Editor’s Column: A new kind of Whidbey weekend

It is with great concern that I watch the declining enrollments in Whidbey Island’s schools. From the South End to the North End, classrooms are being mothballed, schools closed and teaching and custodial jobs eliminated. The situation raises a couple of immediate questions: What’s wrong with our latest generation of adult islanders? Why won’t you procreate?

It is with some pride that I must point out that my generation kept the schools full and contractors busy adding extra rooms and new schools, or hauling in portable classrooms to meet the demand for space. In the 1980s the island was overrun by kids, produced by a generation that, by today’s standards, was inspired by all the rabbits along our roadsides. Families had three, four, or more kids, and Oak Harbor’s auto dealers couldn’t keep mini-vans on their lots. By the late 1990s, the largest classes ever were graduating from Oak Harbor, Coupeville and South Whidbey high schools.

But after that, class sizes grew no more, and in a few years they began to dwindle. Various theories have been proposed to explain why, from older adults moving to the island, to the lack of family-wage jobs on the island, to the longer ferry lines that keep couples apart for more hours than in the old days.

One factor that has been overlooked is that the island is a lot busier than it once was. There used to be three big annual events, the Island County Fair in Langley, the Arts and Crafts Festival in Coupeville, and Holland Happening in Oak Harbor. Other that, there wasn’t much to do on the island, so more time was spent manufacturing children. (We won’t get into the details of how that was done.) March was a popular month, because there was absolutely nothing else to do. There weren’t very many channels on cable and only the upper crust owned those new-fangled VCRs.

Such is not the case today. The Whidbey Island activities calendar for March looks like Paris Hilton’s “to do” list. A short sampler includes the Penn Cove Mussel Festival, Master Gardeners Workshop, St. Patrick’s Day Parade, the Spring Art Studio Tour, etc., etc. These and many other activities keep hundreds of hard-working islanders occupied day night putting them on, which in itself puts the damper on procreation. And thousands of others spend their days and nights enjoying all these distractions, then go home too exhausted to do anything but turn out the lights. No wonder they’re not producing children.

Sadly, it must be pointed out that March is now a slow month. Activities pick up in April and streamroll right through the spring, summer, fall and winter, leaving islanders with absolutely no time to answer nature’s call to reproduce after your own kind. Any spare hours are spent staring at DVDs or computer games, not exactly intimate moments.
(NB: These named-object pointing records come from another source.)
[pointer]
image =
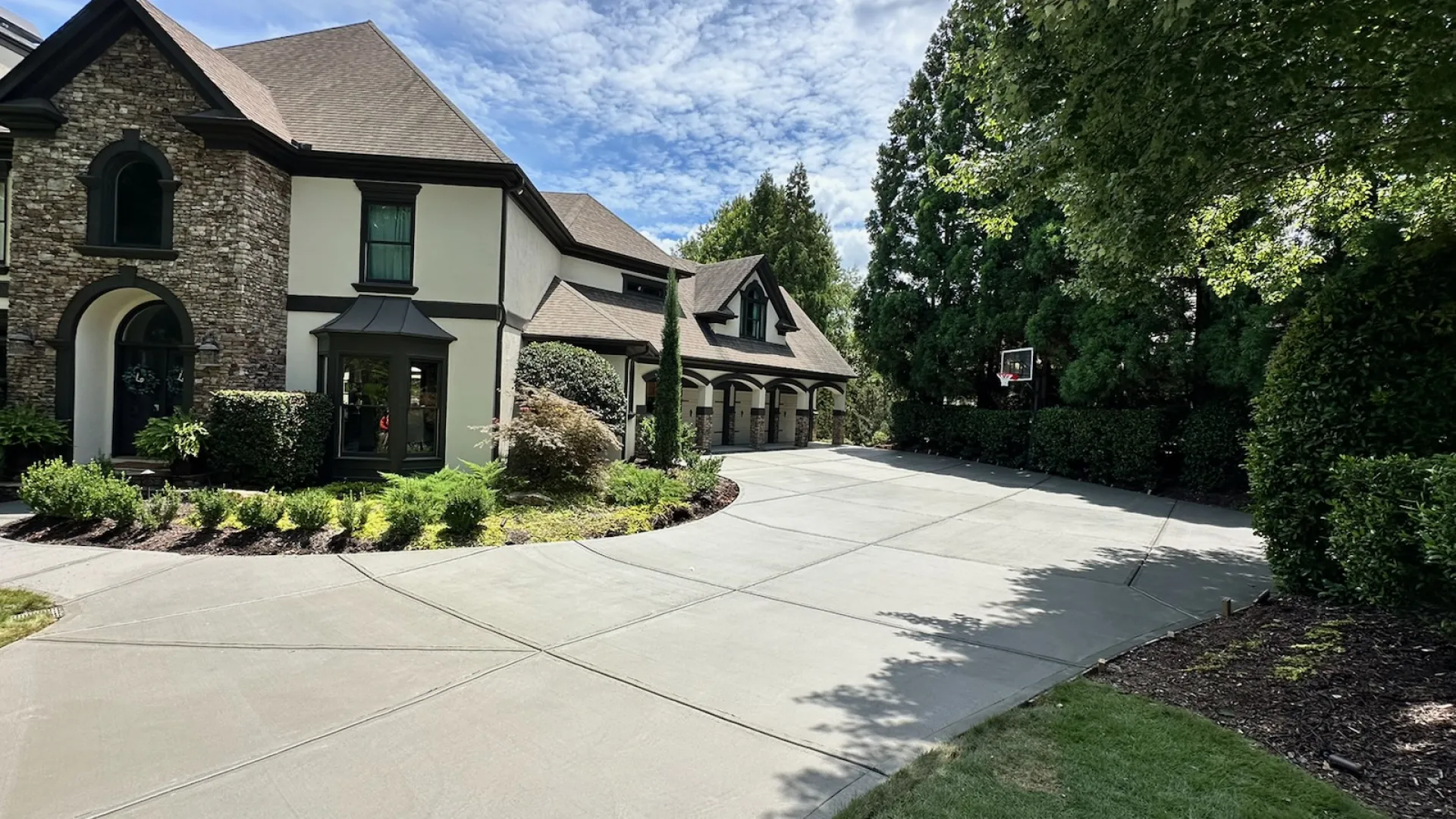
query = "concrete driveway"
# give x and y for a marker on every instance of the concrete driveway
(770, 661)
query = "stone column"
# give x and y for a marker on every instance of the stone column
(705, 419)
(759, 419)
(758, 428)
(839, 417)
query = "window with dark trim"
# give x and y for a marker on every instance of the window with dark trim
(388, 234)
(753, 316)
(130, 188)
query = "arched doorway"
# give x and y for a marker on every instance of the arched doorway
(150, 372)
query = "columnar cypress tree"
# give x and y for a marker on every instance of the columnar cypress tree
(669, 411)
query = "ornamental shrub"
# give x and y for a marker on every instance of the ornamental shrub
(1436, 519)
(466, 504)
(174, 438)
(310, 509)
(1210, 442)
(1109, 447)
(162, 507)
(557, 444)
(410, 506)
(213, 506)
(576, 375)
(354, 512)
(1375, 532)
(1363, 372)
(261, 510)
(268, 439)
(699, 472)
(642, 485)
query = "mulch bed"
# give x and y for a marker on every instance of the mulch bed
(185, 539)
(1370, 687)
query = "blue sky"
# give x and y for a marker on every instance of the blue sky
(661, 110)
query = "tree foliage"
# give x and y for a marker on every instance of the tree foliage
(783, 223)
(1234, 139)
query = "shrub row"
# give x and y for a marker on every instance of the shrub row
(1392, 529)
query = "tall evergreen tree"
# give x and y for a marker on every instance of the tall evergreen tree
(669, 409)
(783, 223)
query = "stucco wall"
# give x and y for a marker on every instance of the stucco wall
(457, 241)
(231, 218)
(530, 262)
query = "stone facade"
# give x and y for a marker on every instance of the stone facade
(705, 428)
(758, 428)
(231, 228)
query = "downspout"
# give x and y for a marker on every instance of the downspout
(500, 328)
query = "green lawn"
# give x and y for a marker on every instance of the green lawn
(1084, 751)
(15, 602)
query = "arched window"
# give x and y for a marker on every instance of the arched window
(130, 190)
(753, 318)
(137, 206)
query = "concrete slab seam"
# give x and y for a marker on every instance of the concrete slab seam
(270, 646)
(417, 700)
(443, 608)
(18, 577)
(212, 608)
(1152, 544)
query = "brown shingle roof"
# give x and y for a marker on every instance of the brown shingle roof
(350, 89)
(632, 318)
(590, 223)
(243, 91)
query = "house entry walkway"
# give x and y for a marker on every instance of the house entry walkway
(770, 661)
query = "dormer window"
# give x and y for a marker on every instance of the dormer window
(130, 190)
(753, 316)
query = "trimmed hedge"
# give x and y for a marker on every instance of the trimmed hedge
(1210, 442)
(1363, 371)
(993, 436)
(1109, 447)
(1391, 525)
(576, 375)
(270, 439)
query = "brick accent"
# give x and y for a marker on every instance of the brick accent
(705, 428)
(231, 226)
(758, 428)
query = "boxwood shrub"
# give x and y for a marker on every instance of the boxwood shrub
(267, 439)
(1382, 513)
(1109, 447)
(1210, 444)
(1356, 373)
(576, 375)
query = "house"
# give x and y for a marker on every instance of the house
(313, 213)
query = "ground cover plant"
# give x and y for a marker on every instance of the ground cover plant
(22, 614)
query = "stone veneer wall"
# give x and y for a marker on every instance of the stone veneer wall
(231, 226)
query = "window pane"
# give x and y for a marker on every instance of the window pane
(139, 206)
(422, 426)
(389, 262)
(364, 416)
(389, 223)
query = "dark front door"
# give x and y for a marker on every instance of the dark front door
(150, 372)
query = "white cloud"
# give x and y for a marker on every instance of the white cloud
(660, 110)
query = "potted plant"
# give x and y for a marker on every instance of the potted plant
(28, 436)
(177, 439)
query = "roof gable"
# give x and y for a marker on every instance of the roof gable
(350, 89)
(221, 85)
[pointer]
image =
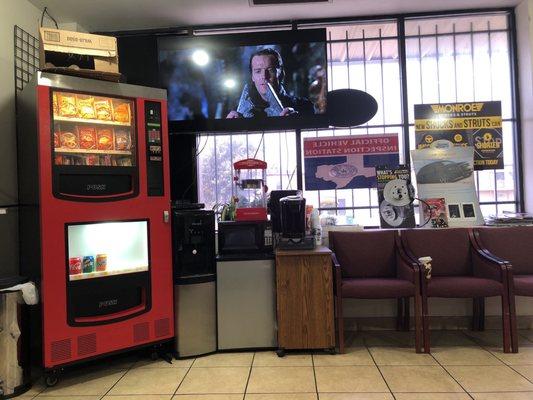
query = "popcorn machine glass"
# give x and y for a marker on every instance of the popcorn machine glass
(250, 189)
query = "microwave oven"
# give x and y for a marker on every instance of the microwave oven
(244, 237)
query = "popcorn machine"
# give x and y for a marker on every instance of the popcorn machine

For its own survival, Whidbey Island must make more time for couples to get together. Our once-popular adverting slogan, “Do Nothing Here,” could be rephrased to something more inspiring, such as “Do Something Here.” Of course, the idea has to generate money, so declare a local, “Do Something” weekend, with restaurants offering two-for-one romantic meals, and bed and breakfasts giving discounts to island residents. The Chambers of Commerce could sell oysters and other substances said to promote the libido.

Whidbey Island’s Weekend of Love. It has a certain ring to it. In five years, we’ll need more kindergarten classrooms.